Connant jerked a pack of cigarettes from his pocket, snapped it so that a cigarette protruded and jabbed the cylinder into his mouth. The lighter failed to
function, and he pawed angrily through the pile of papers in search of a match. He scratched the wheel of the lighter several times, dropped it with a curse and got
up to pluck a hot coal from the stove with the coal tongs.


The lighter functioned instantly when he tried it on returning to the desk. The counter ripped out a series of clucking guffaws as a burst of cosmic rays struck
through to it. Connant turned to glower at it, and tried to concentrate on the interpretation of data collected during the past week. The weekly summary -He


gave up and yielded to curiosity, or nervousness. He lifted the pressure lamp from the desk and carried it over to the table in the corner. Then he returned to
the stove and picked up the coal tongs. The beast had been thawing for nearly eighteen hours now. He poked at it with unconscious caution; the flesh no was no
longer hard as armor plate, but had assumed a rubbery texture. It looked like wet, blue rubber glistening under droplets of water, like little round jewels in the
glare of the gasoline pressure lantern. Connant felt an unreasoning desire to pour the contents of the lamp's reservoir over the thing in its box and drop the
cigarette into it.
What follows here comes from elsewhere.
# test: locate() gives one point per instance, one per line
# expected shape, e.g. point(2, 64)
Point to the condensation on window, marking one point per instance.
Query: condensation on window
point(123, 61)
The ghree red eyes glared up at him sightlessly, the ruby eyeballs reflecting murky, smoky rays of light.


He realized vaguely that he had been looking at them for a very long time, even vaguely understood that they were no longer sightless. But it did not seem of
importance, of no more importance than the labored, slow motion of the tentacular things that sprouted from the base of the scrawny, slowly pulsing neck.


Connant picked up the pressure lamp and returned to his chair. He sat down, staring at the pages of mathematics before him. The clucking of the counter was
strangely less disturbing, the rustle of the coals in the stove no longer distracting.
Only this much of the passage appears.